RAGAS implements these as model-graded evals under the hood. The best practice is to combine both approaches. Use the nuanced, multi-faceted scores from RAGAS for deep analysis, and simpler, faster heuristic checks (like regex or exact match for specific facts) for quick sanity tests in your CI pipeline.
Common Pitfalls and The Honest Truth
Here’s where the committee-written manual would gloss over the messy parts. I won’t.
- The Benchmarking Lie: Your eval dataset is everything. If it’s too small, your results are noise. If it’s not representative of real user queries, your results are a beautiful lie.
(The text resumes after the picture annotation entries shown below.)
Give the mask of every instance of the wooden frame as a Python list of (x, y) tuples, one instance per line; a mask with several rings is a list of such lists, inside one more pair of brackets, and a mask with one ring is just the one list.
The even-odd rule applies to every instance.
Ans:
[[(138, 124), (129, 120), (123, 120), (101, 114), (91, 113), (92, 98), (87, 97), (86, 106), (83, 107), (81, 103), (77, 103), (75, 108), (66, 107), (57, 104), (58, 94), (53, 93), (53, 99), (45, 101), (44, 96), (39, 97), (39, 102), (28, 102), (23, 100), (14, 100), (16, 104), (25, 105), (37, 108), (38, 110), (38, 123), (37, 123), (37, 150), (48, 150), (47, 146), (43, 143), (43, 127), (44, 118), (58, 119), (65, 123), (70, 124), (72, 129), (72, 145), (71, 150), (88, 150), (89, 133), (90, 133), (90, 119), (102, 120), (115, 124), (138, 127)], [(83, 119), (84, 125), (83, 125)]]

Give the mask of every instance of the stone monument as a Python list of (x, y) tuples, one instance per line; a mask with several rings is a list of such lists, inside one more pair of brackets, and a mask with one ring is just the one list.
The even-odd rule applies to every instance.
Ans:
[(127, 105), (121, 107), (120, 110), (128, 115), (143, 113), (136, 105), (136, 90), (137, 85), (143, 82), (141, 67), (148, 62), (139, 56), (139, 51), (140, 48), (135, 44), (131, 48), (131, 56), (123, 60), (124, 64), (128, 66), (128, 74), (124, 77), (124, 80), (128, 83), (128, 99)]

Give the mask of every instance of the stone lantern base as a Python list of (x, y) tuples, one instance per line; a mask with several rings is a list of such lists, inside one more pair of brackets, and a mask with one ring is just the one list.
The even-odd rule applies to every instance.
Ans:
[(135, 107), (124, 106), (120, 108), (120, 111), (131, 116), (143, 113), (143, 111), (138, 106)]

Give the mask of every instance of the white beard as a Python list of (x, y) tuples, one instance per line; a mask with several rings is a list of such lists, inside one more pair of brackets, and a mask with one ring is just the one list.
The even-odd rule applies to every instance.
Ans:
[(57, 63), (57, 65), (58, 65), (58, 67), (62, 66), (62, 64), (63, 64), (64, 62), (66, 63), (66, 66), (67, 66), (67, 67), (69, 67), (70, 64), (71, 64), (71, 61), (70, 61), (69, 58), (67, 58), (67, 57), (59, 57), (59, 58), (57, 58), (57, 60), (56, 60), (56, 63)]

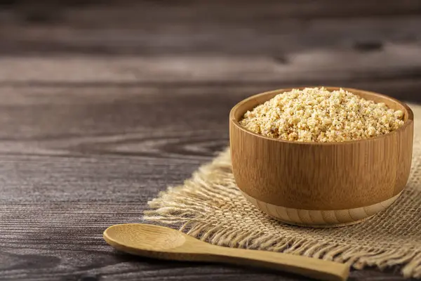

You will constantly be curating and expanding this dataset. It is your single most important asset.
- Cost and Latency: Running thousands of model-graded evals using GPT-4 as the judge gets expensive and slow. Fast. This is why you start small and invest heavily in sampling strategies. You don’t need to run the full suite on every commit; run a lightweight subset on PRs and the full battery nightly.
- The Judge is Not God: The model-grading model has its own biases and can be fooled. Always spot-check its judgments. Your grading prompt is code—it needs to be versioned, tested, and refined. A bad prompt leads to garbage metrics.
- You’re Testing the Whole System: Remember, an eval doesn’t just test the LLM. It tests your prompts, your retrieval logic, your chunking strategy, and everything in between. When the score drops, your first question should be “What else changed?”
The goal isn’t to achieve a perfect score. That’s impossible. The goal is to establish a baseline and then measure the impact of every change you make. Did tweaking the system prompt improve faithfulness but destroy conciseness? Your evals will tell you immediately. It transforms development from a game of guesswork into a process of informed iteration. Now go build your harness. Your future self, debugging a production hallucination at 2 AM, will thank you.